Behind the common hepatic duct is the right branch of the hepatic artery; in rare cases, it passes anterior to the duct.

Cystic duct ductus cysticus has a length of 1-5 cm, an average of 2-3 cm, a diameter of 0.3-0.5 cm. It passes in the free edge of the hepatoduodenal ligament and merges with the common hepatic duct, forming the common bile duct. Cystic and common hepatic ducts can be connected at an acute, right and obtuse angle. Sometimes the cystic duct spirals around the common hepatic duct. The figure below shows the main options for the connection of the cystic and common hepatic ducts.

The common bile duct opens, as a rule, together with the pancreatic duct on the major papilla of the duodenum papilla duodeni major. At the place of its confluence there is an annular pulp.

The ducts most often merge and form an ampulla 0.5-1 cm long. In rare cases, the ducts open into the duodenum separately (Fig. 22).

Fig.22. Options for connecting the cystic and common bile ducts.

The location of the major papilla is very variable, so it is sometimes difficult to detect it when dissecting the duodenum, especially in cases where the intestine is deformed due to any pathological process (perioduodenitis, etc.). Most often, the major papilla is located at the level of the middle or lower third of the descending posteromedial parts of the duodenum, rarely in the upper third of it.



The hepatoduodenal ligament is more clearly defined if upper part pull the duodenum down, and lift the liver and gallbladder up. In the ligament on the right in its free edge is the common bile duct, on the left is its own hepatic artery, and between them and somewhat deeper is the portal vein (Fig. 23).

Fig. 23. Topography of formations enclosed in the hepatoduodenal ligament:

1 - ductus hepaticus communis; 2 - ramus sinister a. hepaticae propriae; 3 - ramus dexter a. hepaticae propriae; 4-a. hepatica propria; 5-a. gastrica dextra; 6-a. hepatica communis; 7-ventriculus; 8 - duodenum; 9-a. gastroduodenalis; 10-v. portae; 11 - ductus choledochus; 12-ductus cysticus; 13 - vesica fellea.

Rarely, the cystic duct is absent and the gallbladder communicates directly with the right hepatic, common hepatic, or common bile ducts.

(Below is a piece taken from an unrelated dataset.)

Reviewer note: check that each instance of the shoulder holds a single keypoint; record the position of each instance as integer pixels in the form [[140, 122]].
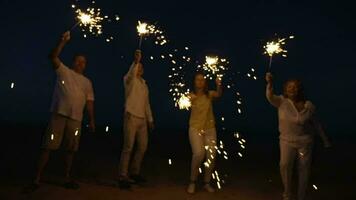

Common bile duct ductus choledochus has a length of 5-8 cm, a diameter of 0.6-1 cm. Four parts are distinguished in it: pars supraduodenalis, pars retroduodenalis, pars pancreatica, pars intramuralis (Fig. 24).

Pars supraduodenalis

Pars retroduodenalis

Pars pancreatica

pars intramuralis

Rice. 24. Departments of the common bile duct

In addition to these main formations, in the hepatoduodenal ligament there are smaller arterial and venous vessels (a. et v. gastrica dextra, a. et v. cystica, etc.), lymphatic vessels, The lymph nodes and hepatic plexuses. All these formations are surrounded by connective tissue fibers and adipose tissue.